Z = (r1’ - r2’) / sqrt(1/[N1 - 3] +1/[N2 - 3])
group 1 are males; N1=39; N2=26
r1’=0.025; r2’= 0.590
Z = (0.025 - 0.590) / sqrt(1/36 + 1/23) = -0.565/sqrt(0.07126) = -0.565/0.267 = -2.12
Then 1 mark for commenting upon the use of a two-tailed test (appropriate as Tony had no particular predictions) and 1 mark for establishing an uncorrected p-value: clearly the z- value is clearly significant, being larger than the 0.05 two-tailed critical Z value (= 1.96) but smaller than the 0.01 value (=2.33).
The final 4 marks are for properly discussing the fact that this is essentially a post-hoc test and needs some kind of correction for multiple comparisons. A Bonferroni correction would mean, for a family of 5 comparisons of correlations between groups, that each test should be evaluated at 0.05/5=0.01, so even the difference for agreeableness does reach significance when corrected, although there is a trend. A sophisticated answer might argue that he could have used a multi-stage Bonferroni procedure (Larzelere and Mulaik) which evaluates the largest correlation at 0.05/5, and if this is significant then tests the next largest at 0.05/4 etc. This way would mean that the agreeableness difference was still nonsignificant, and as it was not significant no further tests would be conducted.
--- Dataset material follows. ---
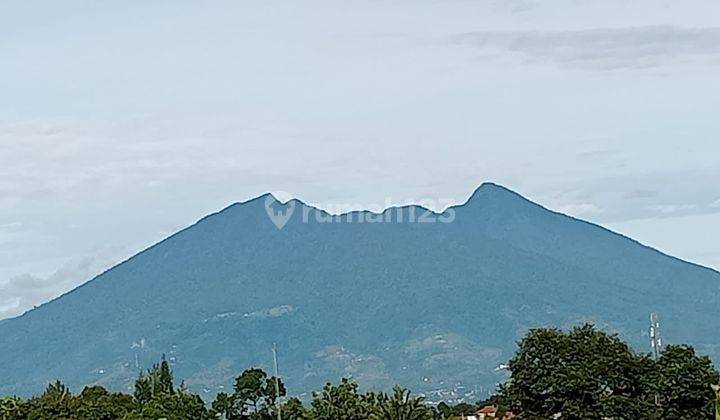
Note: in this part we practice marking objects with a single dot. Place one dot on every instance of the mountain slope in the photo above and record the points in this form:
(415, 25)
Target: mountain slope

The same outcome would occur if the answer recommended the Benjamini and Liu false discovery rate protection method; the agreeableness test should be tested against min(0.05, 0.05*m/m2) where m is the number of comparisons (m=5). Clearly, the critical p-value is still 0.01, and so the agreeableness comparison is nonsignificant. As this was non-sig, progressing to the other comparisons does not occur.